Göteborg: "Gatekeeping has become a dirty word, but it's still our job"

Posted by Andreas Larsson on June 3, 2008 at 12:20 PM
At the fourth session of the 15th World Editors Forum the question of how online editors view user participation in making news was partly answered thanks to a study. Two persons working on this study, called "Guarding open gates:How online editors view user participation in making news", were Steve Paulussen, Senior Researcher at Gent University, Belgium, and Jane B. Singer, Professor at the University of Central Lancashire, UK.

The study was based on analyzing five different news and publishing stages; the first stage being access and observation; second being selection or filtering; third being processing and editing; fourth being distribution and finally the fifth and last stage is that of interpretation.

For the study, editors of 15 newspaper online versions were interviewed. Perhaps the most obvious finding was that user participation tends to take place at the fifth and last stage, interpretation. The newsstory is already written, produced and published before the reader has a say, which usually happens through commenting and giving feedback below the article in a special comment field. The editors of all 15 online newspapers felt this was something necessary and positive.

What is worth pointing out about this kind of participation is that most comments posted did not revolve around hyper-local news but rather "big" news like the war in Iraq, the American election, the Israel-Palestine conflict etc.

As for the first stage, access and observation, editors believe users can contribute as a source, but not actually much more than before. They also thought that most of the news sent by users were "small news", stories from the margins.

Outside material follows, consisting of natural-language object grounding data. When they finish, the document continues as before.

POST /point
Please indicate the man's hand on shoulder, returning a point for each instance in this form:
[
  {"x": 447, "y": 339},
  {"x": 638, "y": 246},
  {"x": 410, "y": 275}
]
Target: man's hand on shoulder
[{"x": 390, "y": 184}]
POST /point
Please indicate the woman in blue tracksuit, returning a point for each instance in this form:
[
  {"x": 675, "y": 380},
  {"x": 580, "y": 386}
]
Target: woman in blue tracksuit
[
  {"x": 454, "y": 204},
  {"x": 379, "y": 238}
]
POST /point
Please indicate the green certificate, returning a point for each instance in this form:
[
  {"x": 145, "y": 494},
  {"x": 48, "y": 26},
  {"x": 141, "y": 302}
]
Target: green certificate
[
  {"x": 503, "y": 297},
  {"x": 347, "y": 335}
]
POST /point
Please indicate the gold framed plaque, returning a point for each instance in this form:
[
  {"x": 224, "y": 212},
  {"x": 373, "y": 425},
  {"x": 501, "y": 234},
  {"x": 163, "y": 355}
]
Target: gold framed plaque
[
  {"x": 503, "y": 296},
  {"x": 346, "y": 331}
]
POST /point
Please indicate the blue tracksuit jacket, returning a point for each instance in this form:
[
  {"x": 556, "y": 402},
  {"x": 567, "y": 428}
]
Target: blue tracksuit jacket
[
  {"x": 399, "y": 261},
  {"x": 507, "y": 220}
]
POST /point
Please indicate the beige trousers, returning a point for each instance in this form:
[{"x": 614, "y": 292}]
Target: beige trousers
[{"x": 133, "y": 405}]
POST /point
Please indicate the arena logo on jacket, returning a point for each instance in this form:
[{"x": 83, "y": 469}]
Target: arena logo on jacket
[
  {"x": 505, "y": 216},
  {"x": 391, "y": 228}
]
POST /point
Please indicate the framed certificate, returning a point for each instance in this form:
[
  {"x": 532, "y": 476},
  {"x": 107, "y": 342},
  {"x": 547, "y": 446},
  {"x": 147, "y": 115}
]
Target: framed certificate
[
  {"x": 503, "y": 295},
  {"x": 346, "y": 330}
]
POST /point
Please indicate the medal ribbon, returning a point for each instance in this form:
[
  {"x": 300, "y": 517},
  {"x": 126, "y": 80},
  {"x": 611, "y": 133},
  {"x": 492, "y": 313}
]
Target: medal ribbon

The second stage, selection and filtering is the most controversial and journalistically territorial in a sense. From an editor and journalist's view, gatekeeping is still extremely important. It's definitely not the job of the user. Mr Paulussen quoted one of the editors as having said "Gatekeeping has become a dirty word, but it's still our job".

There was mixed answers about the third stage, processing and editing. Some websites like Le Figaro and El País have let users participate in this stage quite alot. El País lets readers publish their blogs and photos on their website and Le Figaro created a special site during the French municipality election where readers could discuss and rate their mayors.
Other websites have not embraced this to the same extent .

Users participating in distribution was quite common and not deemed as negative. Readers can use recommendation tools to rate or tag articles. This could be shown internally on the news site or externally on sites as digg.com.